In that sense, the emerging economies were the biggest change-makers of this decade, India leading with example. Come to think of it, the Indians were everywhere — colonising jobs worldwide; capturing the outsourcing boom; hijacking dream merchants; buying of global corporate giants; coming in large numbers on the world billionaire lists; engineering an unprecedented medical tourism coup; becoming the clout point of cricket; buying up ailing football clubs in Europe; triggering a gentle cultural imperialism through alternative medicine and Yoga; butting into fashion; conquering world beauty pageants and, last but not the least, emerging as one of the most acquisitive countries of Asia, second perhaps only to China.

Yet, this global climb did not keep it away from domestic plummet — from scams to price rise, crime to pollution, floating populations to dwindling farm produce — everything bad that could have happened, happened to India — telling a story of stupefying paradoxes in which the only thing equal were overall gain and overall loss.

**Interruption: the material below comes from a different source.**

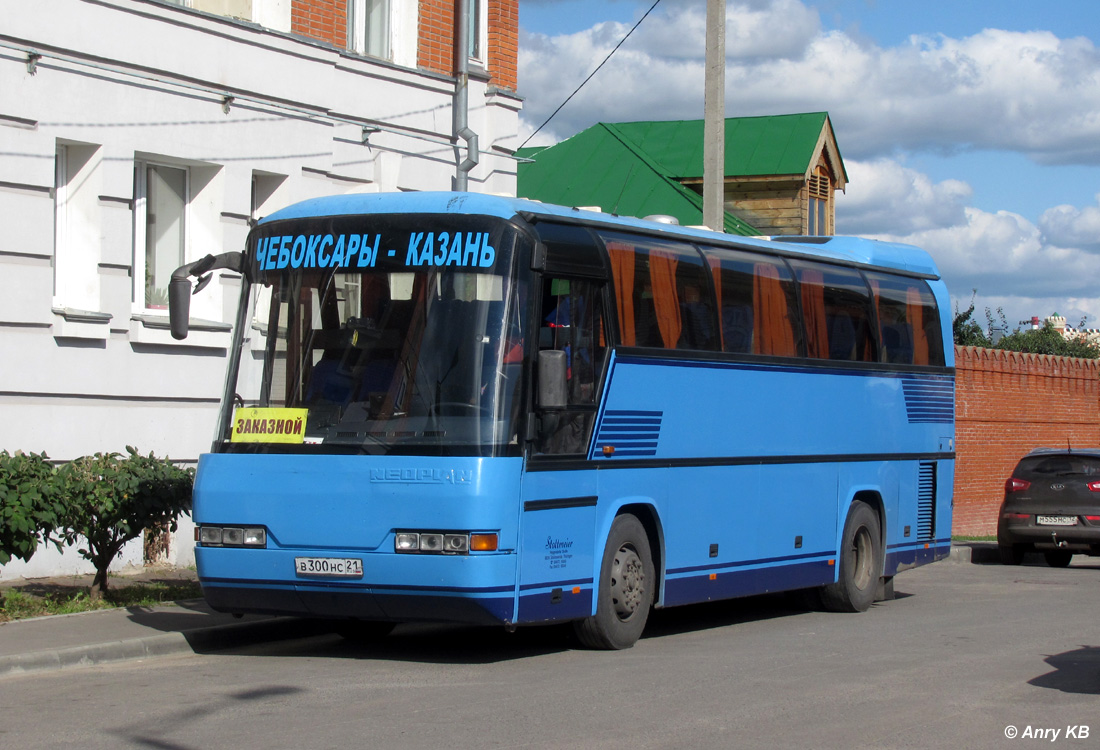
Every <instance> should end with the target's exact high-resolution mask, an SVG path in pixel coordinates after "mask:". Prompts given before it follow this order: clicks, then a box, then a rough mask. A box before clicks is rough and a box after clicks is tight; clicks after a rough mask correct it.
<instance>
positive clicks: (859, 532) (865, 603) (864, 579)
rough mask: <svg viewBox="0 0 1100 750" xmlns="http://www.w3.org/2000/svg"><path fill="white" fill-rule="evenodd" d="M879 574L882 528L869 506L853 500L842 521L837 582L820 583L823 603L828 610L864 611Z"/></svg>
mask: <svg viewBox="0 0 1100 750" xmlns="http://www.w3.org/2000/svg"><path fill="white" fill-rule="evenodd" d="M881 575H882V532H881V527H880V526H879V516H878V514H876V512H875V510H873V509H872V508H871V506H869V505H867V504H866V503H862V501H861V500H856V501H855V503H853V504H851V509H850V510H849V511H848V519H847V520H846V521H845V523H844V539H842V540H840V560H839V571H838V572H837V581H836V583H833V584H829V585H827V586H823V587H822V589H821V599H822V604H823V605H825V608H826V609H828V610H831V611H867V609H868V608H870V606H871V603H873V602H875V593H876V591H877V589H878V584H879V577H880V576H881Z"/></svg>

If India was one good thing in a bad, mad, sad world, there were other very good things which did very bad things to human mind. The list for conservatives here would be exhaustive even though the younger generation would scoff at concern. Youth carefreeness apart, isn’t it scary that the telecom revolution brought with it the incapability of remembering numbers? Or, for that matter, the computers came with a health hazard so varied (sedentary became a curse as much as stiff necks and screen glares did for eyes); the fast food revolution came embedded in diabetes, hypertension and heart epidemic, not to mention obesity; the IT boom was riddled in stress and mental imbalances, not to mention the advent of modernity itself felling all forms of social values and death of the family system.

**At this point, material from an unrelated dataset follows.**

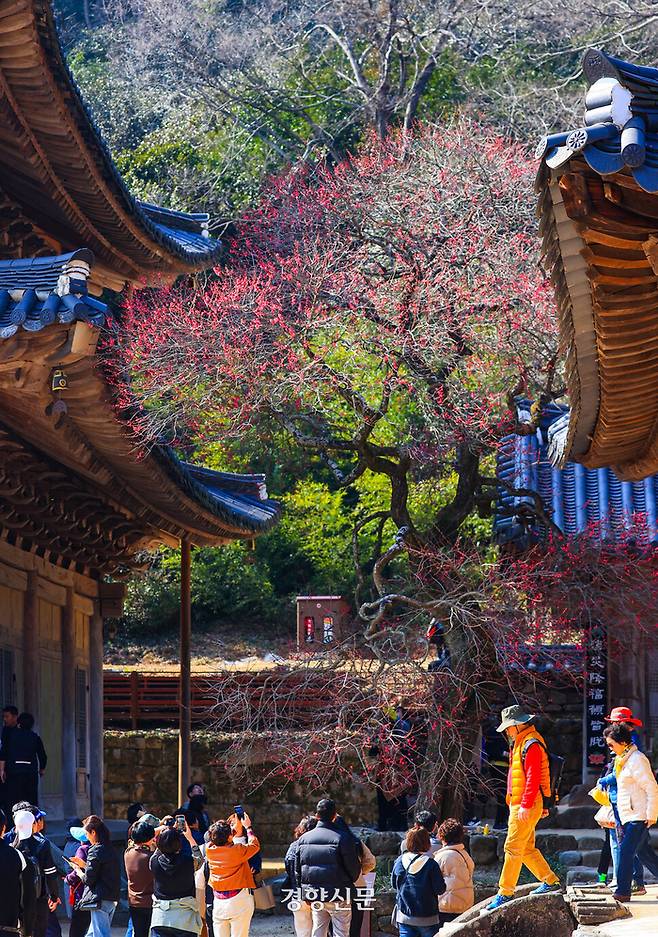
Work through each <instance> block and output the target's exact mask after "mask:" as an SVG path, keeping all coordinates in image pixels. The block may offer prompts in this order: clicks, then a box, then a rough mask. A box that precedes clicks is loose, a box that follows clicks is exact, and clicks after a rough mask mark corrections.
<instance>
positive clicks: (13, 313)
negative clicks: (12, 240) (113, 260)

If Mark Zuckerberg gave us a never-before friends connectivity platform and shrunk the world virtually to one-fourth its massive size, he also induced in GenX the virus of Facebook Addiction Disorder. If Jeff Besoz gave this generation an electronic reason to get back to books, the Kindle also contributed to abandonment of the playground. If Assange gave whistleblowing a new avatar, he plummeted diplomatic immunity to undiplomatic anarchy. If industrial development and exploitation of natural resources became the tools of human existence, natural disasters came in as the scariest protests organised by Nature in a long time. If America aged, China arrived — both unbridled enough to evoke global concern.

All said, the world turned upside down, almost went out of hand, put almost everything dear to humanity on life support and then showed signs of settling down. So, this decade was a twister which damaged but not annihilated.

Revolution No 1 India arrives

  • Nowhere has the boom been more evident than in India. Companies such as Tata Steel, Tata Motors, Hindalco and Bharti Telecom, among others, have made acquisitions in the past few years that have put them on the global map. These, and other transactions from Asia into Europe, have set benchmarks in their industries.
  • In the first year of this decade, outbound Indian M&A was around $5 billion. Things picked up in the second half of the decade with close to $85 billion worth of deals announced in the past five years -- making India one of the most acquisitive countries in Asia.
  • As India has emerged during the decade, more and more international funds have been looking to invest in equity or debt instruments from the country. Companies, keen to raise capital to support growth, have provided ample supply.
  • By 2005 issuance from India had topped $28 billion -- hitting 10% of total Asia-Pacific supply. In 2010 already, issuance from India is in excess of $33 billion with a share of 12.5%. This capital will be used to support growth and the expected further increase in outbound M&A from the country.